9° Que los catálogos de puestos no están construidos para definir las
cualidades formales de cada uno de los puestos, en función de las
aportaciones que cada uno debe dar al cumplimiento de los propósitos de la
organización, sino que están hechos sobre la base del presupuesto disponible
para repartir sueldos. Así, suele ocurrir que las plazas no coincidan con la
función realmente desempeñada y que a nadie le importe, mientras se pague
el sueldo completo.
10° Que las evaluaciones formales no están basadas en los resultados
medibles, sino en la manera en que se utilizó el presupuesto.

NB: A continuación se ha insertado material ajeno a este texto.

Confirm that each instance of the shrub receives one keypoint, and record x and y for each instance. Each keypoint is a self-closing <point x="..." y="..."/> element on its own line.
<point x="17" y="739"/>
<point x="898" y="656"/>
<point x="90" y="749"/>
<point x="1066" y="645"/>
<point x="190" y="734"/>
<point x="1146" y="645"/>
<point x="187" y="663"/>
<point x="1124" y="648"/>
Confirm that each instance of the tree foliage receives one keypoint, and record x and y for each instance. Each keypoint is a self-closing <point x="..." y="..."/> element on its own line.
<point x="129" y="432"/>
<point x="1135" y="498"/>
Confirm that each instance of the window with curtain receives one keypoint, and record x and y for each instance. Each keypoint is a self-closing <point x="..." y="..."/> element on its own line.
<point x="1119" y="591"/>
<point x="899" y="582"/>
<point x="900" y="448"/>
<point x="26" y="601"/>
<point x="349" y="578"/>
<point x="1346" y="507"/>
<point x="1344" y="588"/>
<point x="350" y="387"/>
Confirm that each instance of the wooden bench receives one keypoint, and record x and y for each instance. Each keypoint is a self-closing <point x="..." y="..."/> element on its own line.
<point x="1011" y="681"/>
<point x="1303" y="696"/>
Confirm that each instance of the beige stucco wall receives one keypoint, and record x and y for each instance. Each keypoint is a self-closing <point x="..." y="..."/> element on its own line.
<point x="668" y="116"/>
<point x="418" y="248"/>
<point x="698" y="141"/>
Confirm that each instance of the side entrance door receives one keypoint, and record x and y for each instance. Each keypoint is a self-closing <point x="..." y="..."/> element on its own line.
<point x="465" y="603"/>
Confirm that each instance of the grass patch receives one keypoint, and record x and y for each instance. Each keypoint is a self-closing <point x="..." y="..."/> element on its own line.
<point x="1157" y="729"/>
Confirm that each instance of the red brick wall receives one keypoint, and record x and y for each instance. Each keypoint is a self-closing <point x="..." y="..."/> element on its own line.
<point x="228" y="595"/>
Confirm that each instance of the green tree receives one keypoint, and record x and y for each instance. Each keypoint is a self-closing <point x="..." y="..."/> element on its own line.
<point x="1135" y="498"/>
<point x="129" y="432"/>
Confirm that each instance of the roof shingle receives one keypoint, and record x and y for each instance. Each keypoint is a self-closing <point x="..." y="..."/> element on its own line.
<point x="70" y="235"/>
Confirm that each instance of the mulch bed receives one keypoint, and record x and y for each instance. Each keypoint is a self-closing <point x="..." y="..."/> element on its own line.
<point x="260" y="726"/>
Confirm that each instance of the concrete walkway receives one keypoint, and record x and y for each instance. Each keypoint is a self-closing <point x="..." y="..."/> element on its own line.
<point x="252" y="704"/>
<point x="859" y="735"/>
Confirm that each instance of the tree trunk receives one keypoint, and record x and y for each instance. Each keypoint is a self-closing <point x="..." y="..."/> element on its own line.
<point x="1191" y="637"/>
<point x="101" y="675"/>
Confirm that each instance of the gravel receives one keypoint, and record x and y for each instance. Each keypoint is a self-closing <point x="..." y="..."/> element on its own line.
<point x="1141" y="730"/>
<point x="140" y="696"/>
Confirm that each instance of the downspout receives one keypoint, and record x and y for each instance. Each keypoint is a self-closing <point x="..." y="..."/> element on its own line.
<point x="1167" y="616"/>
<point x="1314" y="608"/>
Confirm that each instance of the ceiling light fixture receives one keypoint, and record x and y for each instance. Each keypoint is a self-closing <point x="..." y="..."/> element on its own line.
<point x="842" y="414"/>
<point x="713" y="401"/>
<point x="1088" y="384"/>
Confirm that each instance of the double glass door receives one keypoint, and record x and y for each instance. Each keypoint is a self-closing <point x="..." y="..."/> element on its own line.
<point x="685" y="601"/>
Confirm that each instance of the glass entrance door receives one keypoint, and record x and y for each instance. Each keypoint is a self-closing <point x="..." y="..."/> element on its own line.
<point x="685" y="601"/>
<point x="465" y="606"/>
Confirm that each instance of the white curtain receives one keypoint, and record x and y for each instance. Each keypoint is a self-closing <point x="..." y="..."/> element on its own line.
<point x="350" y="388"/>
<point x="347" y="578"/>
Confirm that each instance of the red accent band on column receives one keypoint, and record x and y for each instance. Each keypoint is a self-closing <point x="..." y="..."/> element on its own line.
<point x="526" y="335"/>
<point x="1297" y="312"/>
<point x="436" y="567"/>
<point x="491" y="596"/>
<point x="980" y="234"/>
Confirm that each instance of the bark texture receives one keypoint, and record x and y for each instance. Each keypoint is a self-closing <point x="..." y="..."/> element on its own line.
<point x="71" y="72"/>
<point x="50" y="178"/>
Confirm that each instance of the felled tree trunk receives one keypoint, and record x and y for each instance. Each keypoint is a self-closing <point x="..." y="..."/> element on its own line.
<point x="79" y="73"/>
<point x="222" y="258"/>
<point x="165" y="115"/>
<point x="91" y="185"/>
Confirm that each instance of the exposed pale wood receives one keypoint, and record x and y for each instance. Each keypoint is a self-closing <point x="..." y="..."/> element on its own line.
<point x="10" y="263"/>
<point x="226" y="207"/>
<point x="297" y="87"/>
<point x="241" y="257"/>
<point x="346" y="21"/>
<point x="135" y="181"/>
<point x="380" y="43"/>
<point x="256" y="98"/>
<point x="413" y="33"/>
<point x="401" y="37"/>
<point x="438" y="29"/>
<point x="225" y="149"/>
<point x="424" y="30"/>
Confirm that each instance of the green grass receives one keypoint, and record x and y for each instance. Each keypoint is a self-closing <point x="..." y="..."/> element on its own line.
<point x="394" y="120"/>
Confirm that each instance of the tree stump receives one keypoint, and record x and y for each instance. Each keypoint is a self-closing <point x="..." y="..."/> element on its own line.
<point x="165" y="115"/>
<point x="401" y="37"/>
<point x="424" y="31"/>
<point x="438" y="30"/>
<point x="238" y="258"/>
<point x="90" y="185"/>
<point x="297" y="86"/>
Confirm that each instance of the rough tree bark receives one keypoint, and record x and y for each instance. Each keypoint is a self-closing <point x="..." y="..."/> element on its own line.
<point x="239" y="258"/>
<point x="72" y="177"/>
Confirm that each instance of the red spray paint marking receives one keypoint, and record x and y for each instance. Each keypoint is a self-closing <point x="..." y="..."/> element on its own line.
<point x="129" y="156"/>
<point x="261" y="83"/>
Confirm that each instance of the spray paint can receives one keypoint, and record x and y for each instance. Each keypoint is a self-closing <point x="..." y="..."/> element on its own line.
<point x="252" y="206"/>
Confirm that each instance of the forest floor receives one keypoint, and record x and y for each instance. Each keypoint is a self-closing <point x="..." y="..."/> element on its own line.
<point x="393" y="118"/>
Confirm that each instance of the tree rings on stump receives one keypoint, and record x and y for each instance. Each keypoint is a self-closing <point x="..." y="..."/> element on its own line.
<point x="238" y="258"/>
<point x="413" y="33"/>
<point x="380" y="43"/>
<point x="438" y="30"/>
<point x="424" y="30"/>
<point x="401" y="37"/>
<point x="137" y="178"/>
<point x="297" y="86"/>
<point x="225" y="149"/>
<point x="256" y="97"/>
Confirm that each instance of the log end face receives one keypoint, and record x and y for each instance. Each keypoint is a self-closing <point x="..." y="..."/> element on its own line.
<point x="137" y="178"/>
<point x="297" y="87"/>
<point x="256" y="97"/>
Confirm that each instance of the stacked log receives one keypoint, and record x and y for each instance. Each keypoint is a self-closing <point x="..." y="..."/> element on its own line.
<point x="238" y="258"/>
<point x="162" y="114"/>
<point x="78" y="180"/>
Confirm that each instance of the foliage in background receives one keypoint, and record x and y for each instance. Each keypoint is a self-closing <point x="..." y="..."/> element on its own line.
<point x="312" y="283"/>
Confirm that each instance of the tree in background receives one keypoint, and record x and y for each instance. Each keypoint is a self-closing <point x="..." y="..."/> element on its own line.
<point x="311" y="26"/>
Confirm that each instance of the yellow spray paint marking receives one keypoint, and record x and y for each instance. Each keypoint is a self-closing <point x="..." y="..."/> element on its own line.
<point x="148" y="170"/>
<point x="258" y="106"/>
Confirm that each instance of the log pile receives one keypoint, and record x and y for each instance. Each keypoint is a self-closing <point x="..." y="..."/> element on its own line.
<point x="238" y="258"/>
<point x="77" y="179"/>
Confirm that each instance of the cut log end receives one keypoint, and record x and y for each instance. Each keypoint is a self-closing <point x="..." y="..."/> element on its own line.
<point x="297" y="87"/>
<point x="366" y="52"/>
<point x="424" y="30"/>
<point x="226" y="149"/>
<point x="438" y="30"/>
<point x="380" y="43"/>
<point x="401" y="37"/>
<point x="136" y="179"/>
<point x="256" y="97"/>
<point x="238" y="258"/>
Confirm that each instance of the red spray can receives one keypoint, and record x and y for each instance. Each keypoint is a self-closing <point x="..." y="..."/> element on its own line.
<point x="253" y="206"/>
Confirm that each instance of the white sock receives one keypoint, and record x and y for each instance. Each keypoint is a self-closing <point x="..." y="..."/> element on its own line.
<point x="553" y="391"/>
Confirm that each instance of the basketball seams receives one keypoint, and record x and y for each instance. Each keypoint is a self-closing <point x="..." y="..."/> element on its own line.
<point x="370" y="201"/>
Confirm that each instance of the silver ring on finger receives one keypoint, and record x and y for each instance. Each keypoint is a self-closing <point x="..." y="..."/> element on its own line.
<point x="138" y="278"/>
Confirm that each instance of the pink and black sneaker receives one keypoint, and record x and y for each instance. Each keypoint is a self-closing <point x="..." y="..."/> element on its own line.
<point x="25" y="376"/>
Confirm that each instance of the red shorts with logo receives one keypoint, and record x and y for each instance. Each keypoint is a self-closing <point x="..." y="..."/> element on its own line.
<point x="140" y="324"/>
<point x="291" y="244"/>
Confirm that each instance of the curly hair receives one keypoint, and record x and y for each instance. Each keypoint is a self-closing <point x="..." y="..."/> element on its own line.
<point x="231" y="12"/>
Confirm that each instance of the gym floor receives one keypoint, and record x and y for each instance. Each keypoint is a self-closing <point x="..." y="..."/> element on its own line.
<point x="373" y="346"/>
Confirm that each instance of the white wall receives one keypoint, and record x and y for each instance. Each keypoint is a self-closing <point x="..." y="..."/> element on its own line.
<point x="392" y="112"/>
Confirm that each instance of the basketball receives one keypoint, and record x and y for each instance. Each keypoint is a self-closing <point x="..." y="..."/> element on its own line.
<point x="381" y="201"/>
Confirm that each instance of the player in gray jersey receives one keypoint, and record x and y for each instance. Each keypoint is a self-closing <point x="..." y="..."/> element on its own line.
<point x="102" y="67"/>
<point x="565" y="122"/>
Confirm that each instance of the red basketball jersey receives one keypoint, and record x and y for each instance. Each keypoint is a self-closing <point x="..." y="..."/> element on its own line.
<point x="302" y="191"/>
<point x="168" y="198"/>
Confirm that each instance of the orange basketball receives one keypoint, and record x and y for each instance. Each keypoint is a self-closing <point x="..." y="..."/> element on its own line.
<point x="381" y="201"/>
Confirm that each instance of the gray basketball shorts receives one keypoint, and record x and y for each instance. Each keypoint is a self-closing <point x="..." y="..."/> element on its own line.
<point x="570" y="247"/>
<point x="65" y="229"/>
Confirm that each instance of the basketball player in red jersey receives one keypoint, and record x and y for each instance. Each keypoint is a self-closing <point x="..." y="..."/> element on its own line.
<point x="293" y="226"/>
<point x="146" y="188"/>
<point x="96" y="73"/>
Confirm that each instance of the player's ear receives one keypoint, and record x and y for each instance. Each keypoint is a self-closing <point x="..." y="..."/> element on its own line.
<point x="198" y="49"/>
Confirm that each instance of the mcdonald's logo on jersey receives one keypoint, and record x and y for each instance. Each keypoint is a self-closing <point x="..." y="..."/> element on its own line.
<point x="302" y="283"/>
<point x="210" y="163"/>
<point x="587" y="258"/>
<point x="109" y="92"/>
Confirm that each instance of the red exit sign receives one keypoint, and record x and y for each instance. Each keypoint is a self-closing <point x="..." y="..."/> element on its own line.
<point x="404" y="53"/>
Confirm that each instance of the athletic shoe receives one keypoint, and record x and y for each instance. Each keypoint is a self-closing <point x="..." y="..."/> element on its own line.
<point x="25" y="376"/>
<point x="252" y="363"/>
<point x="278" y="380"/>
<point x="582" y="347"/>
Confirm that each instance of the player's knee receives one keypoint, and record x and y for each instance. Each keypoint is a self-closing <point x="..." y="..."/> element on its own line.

Dado el
desplazamiento de los fines, nadie sensato pondría indicadores fuertes de
evaluación en términos de resultados sociales, pública y efectivamente
verificables, cuando el propósito real del grupo ha de medirse de manera
política. De modo que, como se afirmaba al principio de esta exposición, basta
con que nadie se robe el dinero para asegurar que se está en presencia de
un servidor público honesto, con un alto sentido ético del cumplimiento de su
deber.
La profesionalización del servicio público no podrá resolver por sí misma todos
los problemas que se desprenden de esta subcultura de la lealtad, pues esa forma
de concebir la ética en el servicio público tiene raíces mucho más profundas en
nuestra vieja cultura política autoritaria. Pero sí constituye, sin lugar a dudas, uno
de los instrumentos más importantes para dar un paso más en la exigencia de una
ética pública transparente y por ello democrática. Si México ya logró pasar del
singular al plural en la concepción del quehacer público, el trance siguiente tiene que
consistir en profundizar una ética de la responsabilidad, como lo decía hace mucho
tiempo Max Weber, basada en los resultados y en el carácter profesional del trabajo
gubernamental, en cualquiera de sus tres niveles y en cualquiera de sus
instituciones, que logre ponerse por encima de aparatos, personas y grupos, para
comenzar a entender el servicio público como un asunto de todos.